Savages, “I Am Here”, in https://www.youtube.com/watch?v=95MEmuHJfW0
Depois do muito mar tempestuoso: o porto franco. Cais generoso que dá guarida ao corpo cansado a precisar de curar as cicatrizes. Num substabelecimento temperado das almas enegrecidas. Na intermediação das pedras hercúleas que protegem o porto franco das águas iracundas destemperadas pela desordem dos elementos.
O corpo, cansado e com cesuras, abriga-se no cais lodoso. Nunca águas pestilentas foram tão aguardadas. Nunca um lugar sombrio – que o cais dentro do porto franco é um oráculo de sombras – foi tão contemplado como festim de superação. Mas um festim discreto, em silêncio, sem exibições ufanas que sinalizem a proeza, pois o corpo cansado e com marcas vivas da torpeza do mar tempestuoso não se presta a tais cometimentos. É o contrário: celebração silenciosa, desembainhando a profundidade de um sentimento devolvido a alguma pureza.

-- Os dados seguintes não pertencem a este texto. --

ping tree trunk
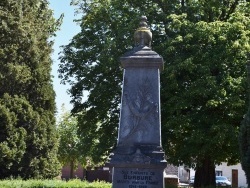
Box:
[194,157,216,188]
[69,161,74,179]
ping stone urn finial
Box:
[134,16,152,47]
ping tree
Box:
[57,107,85,178]
[0,0,60,178]
[239,57,250,187]
[59,0,249,187]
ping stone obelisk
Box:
[109,16,167,188]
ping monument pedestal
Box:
[108,17,167,188]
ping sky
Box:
[49,0,80,116]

O porto franco já não é só uma promessa que se não sabia se podia ser arrematada. Já não é o temor de ser apenas uma miragem, quando o dente furtivo do mar tempestuoso mordeu fundo na carne do pescoço e a sangrou abundantemente. Já não é uma insegura imagem confundida com um sonho, um daqueles sonhos que se não sabe se é sonho ou se os sentidos estão de atalaia. O porto franco é o regaço que se espraia no domínio do olhar, quando o mar cavado se acetina num leito espraiado ditado pela moderação dos elementos imersos em sua rebeldia. Do porto franco recolhe-se a matéria fresca que se deita sobre as cicatrizes, um remédio que vem a preceito para o corpo tão cansado e que já estava a uma légua de distância da rendição.

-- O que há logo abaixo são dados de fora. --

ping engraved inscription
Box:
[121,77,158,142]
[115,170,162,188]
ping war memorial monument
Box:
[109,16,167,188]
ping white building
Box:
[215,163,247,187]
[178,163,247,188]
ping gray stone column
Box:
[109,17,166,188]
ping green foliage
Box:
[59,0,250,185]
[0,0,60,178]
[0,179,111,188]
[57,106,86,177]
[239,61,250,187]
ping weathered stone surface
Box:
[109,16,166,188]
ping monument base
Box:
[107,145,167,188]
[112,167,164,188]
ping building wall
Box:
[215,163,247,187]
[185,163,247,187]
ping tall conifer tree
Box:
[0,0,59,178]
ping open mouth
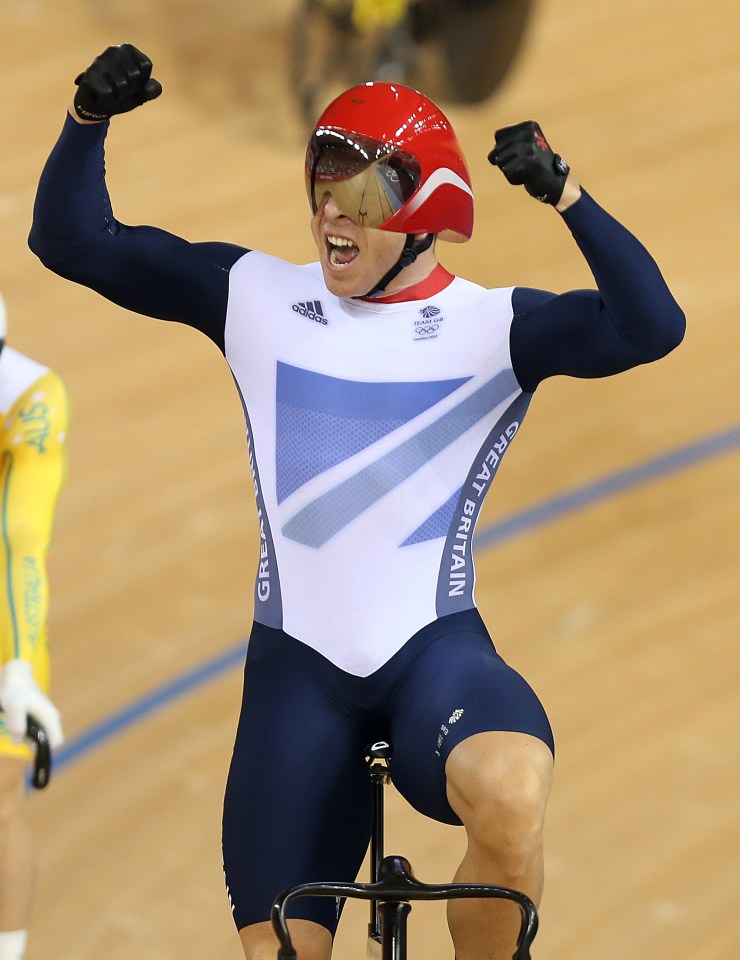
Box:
[326,236,360,268]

Para uns, o porto franco é o lugar definitivo. Estão cansados de tanta demanda, cansados de serem presas fáceis de um mar inescrupuloso. Para outros, o porto franco é um lugar provisório, o cais onde se deitam para ser devolvida novidade ao corpo. Não é o santuário que os resgatou à demência do mar. Faz-lhes falta o mar vadio. Faz-lhes falta, depois de uma monotonia, meter mãos à obra e derrotar o mar vadio que se vier a compor. Para depois virem ao porto franco resgatar as forças e curar novas cicatrizes. Que essa é a sua serventia.

1 comentário:

Alcino Pinto disse...

Derrotar o "Porto fraco", é o verdadeiro sentido das pontes que a vida nos obriga a construir. É aprender a ser feliz, acreditar que merecemos o melhor.